Pengertian Bus


Pengertian Bus

Pengertian Bus dan Sistem Bus
  
Bus adalah sebutan untuk jalur di mana data dapat mengalir dalam komputer. Karakteristik penting sebuah bus adalah bahwa bus merupakan media transmisi yang dapat digunakan bersama.
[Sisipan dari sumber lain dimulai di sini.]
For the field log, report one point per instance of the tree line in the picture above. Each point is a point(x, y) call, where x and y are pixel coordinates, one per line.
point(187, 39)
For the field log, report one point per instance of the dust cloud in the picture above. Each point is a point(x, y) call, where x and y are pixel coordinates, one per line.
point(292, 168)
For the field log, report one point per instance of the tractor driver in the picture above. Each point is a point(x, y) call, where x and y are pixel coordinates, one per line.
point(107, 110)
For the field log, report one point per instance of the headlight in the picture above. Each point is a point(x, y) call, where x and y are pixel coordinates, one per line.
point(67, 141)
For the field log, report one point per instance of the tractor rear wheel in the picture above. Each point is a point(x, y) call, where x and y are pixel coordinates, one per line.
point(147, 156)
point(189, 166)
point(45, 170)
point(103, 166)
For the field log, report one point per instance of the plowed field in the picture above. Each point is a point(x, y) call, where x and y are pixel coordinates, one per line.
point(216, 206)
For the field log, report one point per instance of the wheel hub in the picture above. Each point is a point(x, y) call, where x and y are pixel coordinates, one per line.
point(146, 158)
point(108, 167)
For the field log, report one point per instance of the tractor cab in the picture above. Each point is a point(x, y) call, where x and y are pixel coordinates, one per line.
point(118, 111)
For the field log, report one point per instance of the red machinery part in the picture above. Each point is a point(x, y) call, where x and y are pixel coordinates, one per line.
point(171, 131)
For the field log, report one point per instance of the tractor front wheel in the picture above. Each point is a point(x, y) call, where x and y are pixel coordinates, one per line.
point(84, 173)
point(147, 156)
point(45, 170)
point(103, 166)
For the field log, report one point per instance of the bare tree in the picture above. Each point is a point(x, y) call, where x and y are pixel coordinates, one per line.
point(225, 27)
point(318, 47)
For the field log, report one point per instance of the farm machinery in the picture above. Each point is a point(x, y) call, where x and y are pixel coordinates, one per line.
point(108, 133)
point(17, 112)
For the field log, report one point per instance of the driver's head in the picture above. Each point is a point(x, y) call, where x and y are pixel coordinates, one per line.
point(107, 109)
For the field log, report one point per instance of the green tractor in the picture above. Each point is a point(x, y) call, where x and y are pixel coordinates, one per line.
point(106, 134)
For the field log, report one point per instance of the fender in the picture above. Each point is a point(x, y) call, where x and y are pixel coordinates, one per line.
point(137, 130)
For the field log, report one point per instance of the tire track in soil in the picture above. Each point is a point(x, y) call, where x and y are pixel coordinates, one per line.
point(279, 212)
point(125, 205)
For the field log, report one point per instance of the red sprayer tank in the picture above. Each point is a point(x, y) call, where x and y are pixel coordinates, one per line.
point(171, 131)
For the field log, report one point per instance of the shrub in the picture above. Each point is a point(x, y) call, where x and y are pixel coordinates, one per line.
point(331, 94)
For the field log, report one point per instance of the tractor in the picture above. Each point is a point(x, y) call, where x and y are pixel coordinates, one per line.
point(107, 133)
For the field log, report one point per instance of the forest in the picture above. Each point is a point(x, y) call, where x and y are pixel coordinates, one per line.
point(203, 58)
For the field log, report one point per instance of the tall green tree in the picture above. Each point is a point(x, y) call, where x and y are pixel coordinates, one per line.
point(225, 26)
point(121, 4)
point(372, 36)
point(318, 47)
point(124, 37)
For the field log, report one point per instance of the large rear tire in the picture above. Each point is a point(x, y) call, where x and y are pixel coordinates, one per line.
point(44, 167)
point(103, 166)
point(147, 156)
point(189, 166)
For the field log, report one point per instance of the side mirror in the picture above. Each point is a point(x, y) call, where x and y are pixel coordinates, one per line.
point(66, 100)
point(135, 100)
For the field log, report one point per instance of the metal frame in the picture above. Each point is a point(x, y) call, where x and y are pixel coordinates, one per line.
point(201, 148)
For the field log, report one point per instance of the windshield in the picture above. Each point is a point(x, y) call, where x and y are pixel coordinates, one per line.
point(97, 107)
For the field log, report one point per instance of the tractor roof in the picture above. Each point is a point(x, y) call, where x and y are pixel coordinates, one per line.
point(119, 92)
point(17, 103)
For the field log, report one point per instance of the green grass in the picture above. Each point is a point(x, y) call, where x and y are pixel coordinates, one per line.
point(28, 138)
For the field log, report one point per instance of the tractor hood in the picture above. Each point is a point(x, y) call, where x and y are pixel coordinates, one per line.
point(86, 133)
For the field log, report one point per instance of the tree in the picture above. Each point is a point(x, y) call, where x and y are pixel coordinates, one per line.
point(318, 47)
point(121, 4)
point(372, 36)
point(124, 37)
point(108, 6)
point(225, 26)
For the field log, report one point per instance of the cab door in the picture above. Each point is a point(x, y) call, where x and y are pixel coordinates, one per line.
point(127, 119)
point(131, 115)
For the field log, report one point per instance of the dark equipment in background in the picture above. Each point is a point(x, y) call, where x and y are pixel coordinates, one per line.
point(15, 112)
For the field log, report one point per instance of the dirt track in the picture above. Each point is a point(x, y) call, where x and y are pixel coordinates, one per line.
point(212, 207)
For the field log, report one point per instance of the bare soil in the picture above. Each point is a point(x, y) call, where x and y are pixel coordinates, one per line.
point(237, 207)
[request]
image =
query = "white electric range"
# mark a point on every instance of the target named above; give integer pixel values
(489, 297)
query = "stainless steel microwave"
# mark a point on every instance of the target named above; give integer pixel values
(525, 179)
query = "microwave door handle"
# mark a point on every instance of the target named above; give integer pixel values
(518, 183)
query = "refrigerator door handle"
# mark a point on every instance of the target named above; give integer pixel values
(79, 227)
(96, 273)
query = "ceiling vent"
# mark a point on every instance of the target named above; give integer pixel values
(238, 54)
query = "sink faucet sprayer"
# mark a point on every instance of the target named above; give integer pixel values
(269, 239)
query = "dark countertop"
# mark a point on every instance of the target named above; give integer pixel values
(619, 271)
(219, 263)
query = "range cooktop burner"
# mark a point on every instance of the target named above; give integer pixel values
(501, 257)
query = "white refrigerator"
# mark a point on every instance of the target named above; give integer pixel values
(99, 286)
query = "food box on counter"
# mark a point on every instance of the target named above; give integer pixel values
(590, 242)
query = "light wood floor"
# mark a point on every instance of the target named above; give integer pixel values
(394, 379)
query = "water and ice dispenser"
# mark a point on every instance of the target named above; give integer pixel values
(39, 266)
System bus atau bus sistem, dalam arsitektur komputer merujuk pada bus yang digunakan oleh sistem komputer untuk menghubungkan semua komponennya dalam menjalankan tugasnya. Bila dua buah perangkat melakukan transmisi dalam waktu yang bersamaan, maka sinyal-sinyalnya akan bertumpang tindih dan menjadi rusak. Dengan demikain, hanya sebuah perangkat saja yang akan berhasil melakukan transimi pada suatu saat tertentu. Data atau program yang tersimpan dalam memori dapat diakses dan dieksekusi oleh CPU melalui perantara System bus atau bus sistem.
Struktur bus
Sebuah bus sistem terdiri dari 50 hingga 100 saluran yang terpisah. Masing-masing saluran ditandai dengan arti dan fungsi khusus. Walaupun terdapat sejumlah rancangan bus yang berlainan, fungsi saluran bus dapat diklasifikasikan menjadi tiga kelompok, yaitu saluran data, saluran alamat, dan saluran kontrol. Selain itu, terdapat pula saluran distribusi daya yang memberikan kebutuhan daya bagi modul yang terhubung.
1)      Bus  data
 adalah  lintasan  bagi  perpindahan  data  antar modul.  Jumlah  saluran terkait dengan panjang word, misalnya 8, 16, 32 saluran dengan tujuan agar mentransfer word dalam sekali  waktu,  contoh  bus  data  terdiri  dari  atas  8  saluran  sehingga  dalam  satu waktu dapat mentransfer  data  8  bit.  Jumlah  saluran  dalam  bus  data  dikatakan  lebar bus,  dengan satuan bit, misal lebar bus 16 bit.
2)      Bus alamat
digunakan untuk menspesifikasi sumber dan tujuan data pada bus data. Saluran ini digunakan untuk mengirim alamat word pada memori yang akan diakses CPU. Juga digunakan  untuk  saluran  alamat  perangkat modul  komputer  saat  CPU mengakses suatu modul. 
3)      Bus  kontrol
digunakan  untuk mengotrol  bus  data,  bus  alamat  dan  seluruh modul  yang  ada. Karena  bus  data  dan  bus  alamat  digunakan  oleh  semua  komponen  maka diperlukan suatu mekanisme kerja yang dikontrol melalui bus kontrol  ini. Sinyal-sinyal kontrol terdiri dari atas sinyal pewaktuan yang menandakan validitas data dan alamat, dan sinyal-sinyal perintah berfungsi membentuk suatu operasi. Umumnya, saluran kontrol meliputi :
Memory write  : Menyebabkan data pada bus akan dituliskan ke dalam lokasi alamat.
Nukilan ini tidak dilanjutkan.